# Is there tracking devices?



## Tweety_dayana (May 4, 2013)

Hi everyone, hope you all are doing great!

I wasn't very sure where to put this? 
First, is there such a thing as a small chip size tracking device?
Second, foot rings are just to tell birds apart right?
Third, has anyone ever thought of a safe waterproof ring with a small tracking device in it? 

I don't know, don't be mean if i'm thinking stupid, i just really don't ever want to loose Tweety if he ever gets out and flies off, it'll be easier to track him down with the device. 
Maybe someone should work on that😊


----------



## LaurulCat (Jan 4, 2014)

There are passive microchips which are implanted in the best muscle with a large bore needle that can be used for identification. These are not locator chips, they are only ID chips. They only send back the chip number when the reader is passed over it. They are better than leg bands since they cannot be removed and a leg band can be cut off.

Leg bands usually tell you which breeder they came from and what year they were hatched. There is a registry on line you can use to look it up. My Senegal has a band that says FH45, and her breeder said the FH stands for their aviary (Featherheads) and she was the 45th senegal chick they bred.

GPS locater chips are still quite expensive and some scientists use them to track wild birds for study. But as far as I know they are not available for pet owners.

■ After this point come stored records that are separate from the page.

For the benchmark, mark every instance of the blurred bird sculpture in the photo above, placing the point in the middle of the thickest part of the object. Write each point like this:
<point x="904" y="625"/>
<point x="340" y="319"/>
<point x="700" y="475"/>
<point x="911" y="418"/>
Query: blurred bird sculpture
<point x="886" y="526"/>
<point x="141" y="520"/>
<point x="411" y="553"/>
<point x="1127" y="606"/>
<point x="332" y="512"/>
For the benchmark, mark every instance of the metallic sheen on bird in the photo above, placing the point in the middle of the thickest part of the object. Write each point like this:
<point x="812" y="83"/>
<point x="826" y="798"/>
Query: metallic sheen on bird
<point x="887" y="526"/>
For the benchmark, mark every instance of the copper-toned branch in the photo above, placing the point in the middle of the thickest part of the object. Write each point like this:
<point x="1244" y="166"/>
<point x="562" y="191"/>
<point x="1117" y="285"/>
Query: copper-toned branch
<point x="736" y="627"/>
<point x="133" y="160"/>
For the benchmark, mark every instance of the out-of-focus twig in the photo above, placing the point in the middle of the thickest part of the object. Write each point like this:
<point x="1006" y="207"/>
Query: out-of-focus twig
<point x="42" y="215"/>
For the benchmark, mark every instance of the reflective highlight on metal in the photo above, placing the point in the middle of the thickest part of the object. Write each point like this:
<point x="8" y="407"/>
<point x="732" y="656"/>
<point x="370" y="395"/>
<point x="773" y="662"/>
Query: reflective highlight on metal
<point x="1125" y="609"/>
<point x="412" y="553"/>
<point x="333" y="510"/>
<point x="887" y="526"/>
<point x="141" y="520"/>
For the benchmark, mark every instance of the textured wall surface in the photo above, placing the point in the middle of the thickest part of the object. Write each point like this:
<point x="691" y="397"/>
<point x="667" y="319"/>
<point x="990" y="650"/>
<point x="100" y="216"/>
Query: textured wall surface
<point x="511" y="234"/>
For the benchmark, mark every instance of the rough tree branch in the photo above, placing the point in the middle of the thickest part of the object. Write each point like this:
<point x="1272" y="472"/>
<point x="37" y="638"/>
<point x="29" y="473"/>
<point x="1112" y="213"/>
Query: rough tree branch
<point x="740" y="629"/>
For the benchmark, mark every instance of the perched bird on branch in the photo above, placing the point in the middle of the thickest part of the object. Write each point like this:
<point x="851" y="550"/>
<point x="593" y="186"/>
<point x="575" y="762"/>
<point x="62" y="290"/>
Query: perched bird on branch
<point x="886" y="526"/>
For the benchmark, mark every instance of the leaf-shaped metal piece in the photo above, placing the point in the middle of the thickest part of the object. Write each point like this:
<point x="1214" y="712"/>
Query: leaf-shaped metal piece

The new GPS collars for dogs and cats, with their own home tracking locator, are very expensive but are available.

The best way to make sure they don't fly away is to never allow them near an outside door, ever.

My birds are microchipped, but even chips are useless unless you pay for a registry to keep your info on line to ID your bird if it flies away or gets stolen.


----------



## Tweety_dayana (May 4, 2013)

Thanks for replying!


----------



## roxy culver (May 27, 2010)

And most vets in the states wont microchip a tiel...they do it overseas but not here in the US. They feel they are too small to be chipped.


----------